Por Eloy Garza González.
Yo, a mucha honra, admito ser hipocondríaco. Cada día se me forma una enfermedad mortal, sin la mínima posibilidad de cura. Pero cada día renazco de mis cenizas para buscar un mal más efectivo, más fulminante, que me despache al otro mundo o me siga incomodando en este.
Por lo pronto no tengo ningún tipo de cáncer, ni afección cardíaca de cuidado, ni males neurológicos, ni algún género de locura que no sea deliberada y bien asumida cuando me conviene. Si tengo Alzheimer, no me acuerdo. Y de solo pensar que pueda tener Párkinson, mi cuerpo tiembla como flan. Incluso he llegado a creer que las redes sociales se inventaron para aliviar tanta zozobra de quienes somos hipocondríacos. Pócimas, cataplasmas, calmantes, pomadas de la Campana, todo cabe en un jarrito de Internet, sabiéndolo acomodar.
Pero yo me valgo de mis males, reales o imaginarios, para atisbar otros fines más nobles. Es decir, para llamar la atención de un sabio que a veces pasa por estos andurriales digitales o lo saludo personalmente en su casa, en aburridas ceremonias oficiales o en las finas y bellas exposiciones artísticas que organiza su esposa, mi gran amiga Elvira Lozano. Entonces, si le revelo al Doctor Todd que padezco cálculos renales (los cuales me fastidian desde hace décadas), el Doctor se dispone a dictarme cátedra con diagnóstico y expectativas de vida de esta pedregosa dolencia. Si anuncio que sufro bursitis, el Doctor Todd no se priva de explayarse sobre los síntomas, causas y factores de riesgo de este padecimiento. A veces siento que me usa de pretexto, como conejillo de Indias, para ejercitar sus dominios como científico.

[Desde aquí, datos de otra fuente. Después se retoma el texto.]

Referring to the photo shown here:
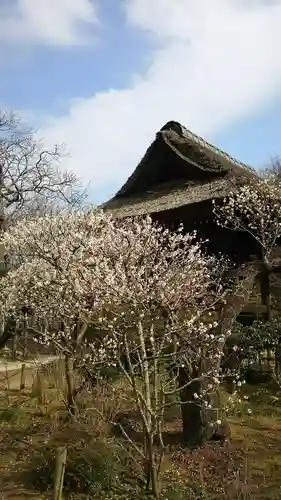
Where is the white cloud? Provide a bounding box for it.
[40,0,281,201]
[0,0,97,46]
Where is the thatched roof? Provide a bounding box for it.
[103,122,256,217]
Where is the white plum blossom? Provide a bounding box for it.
[213,176,281,258]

El Doctor Todd es un hombre de ciencia, un humanista, pero sobre todo es un médico, o mejor dicho, un curador, en todas las acepciones de la palabra curador. La verdadera vocación de Luis E. Todd es buscarle la cura a cuanto mal biológico, físico, social y hasta político se le ponga enfrente. Curó a la Universidad Autónoma de Nuevo León de ser una institución virtual: donde los maestros sólo enseñaban virtualmente y los alumnos sólo asistían también virtualmente. Concilió dialécticamente a los entes contrarios, que antes de él eran irreconciliables.
Luego, como Sub Secretario de Educación Superior del gobierno federal y representante de México ante la UNESCO, Todd recobró el genuino legado de Jaime Torres Bodet, artífice de ese organismo internacional. La resonancia magnética, las innovaciones hospitalarias, los adelantos clínicos, fueron aportaciones del Doctor Todd para nuestro estado. Nos pusieron al día en materia médica.
Algunos males de México son incurables, remediarlos implica hacer milagros, pero Todd, que no es milagroso (nada tiene de mesiánico ni de predicador) sí es ecuánime. Y ha contribuido a aliviarnos de infinitas enfermedades reales o imaginarias. Con su ciencia y su conciencia, nos ha mejorado la calidad de vida a todos.
Este es el tipo de progreso social que a veces olvidamos quienes vivimos en grandes urbes. Estamos igual que aquella princesita del cuento de Hans Christian Andersen, que dormía plácidamente sobre diez colchones, uno encima del otro, pero cuando se le colaba un frijolito entre las sábanas, lloraba de incomodidad toda la noche. Hay que ver la cara que ponemos cuando nos quejamos inconsolablemente de cierta atención médica que nos pareció deficiente, protestamos a gritos por hacer antesala en los hospitales, remilgamos que no nos amortigüen por completo el dolor de un cálculo renal o que no nos anestesien para conjurar la mínima punzada.
Sin embargo, visto en retrospectiva, casi no recordamos que nuestros abuelos vivieron en un mundo muchísimo más doloroso que el nuestro, con más insuficiencias que el nuestro, con más adversidades que el nuestro. Y aliviar esos dolores, remediar esas insuficiencias y acabar con esas adversidades, no fue producto de la mera casualidad o de la buena suerte. Fue resultado del esfuerzo de hombres de ciencia, expertos en sus respectivas disciplinas, en cuyo ranking está Todd.
Dicen que el epitafio de quienes somos hipocondríacos es: “se los dije”. O mejor dicho, a la mexicana: “¿no que no?”. Pero bienvenidas sean todas las hipocondrías, habidas y por haber, si así se estimula la intervención de un sabio curador que vive felizmente entre nosotros, desplegando el poder de sus conocimientos y la vasta experiencia suya como investigador científico.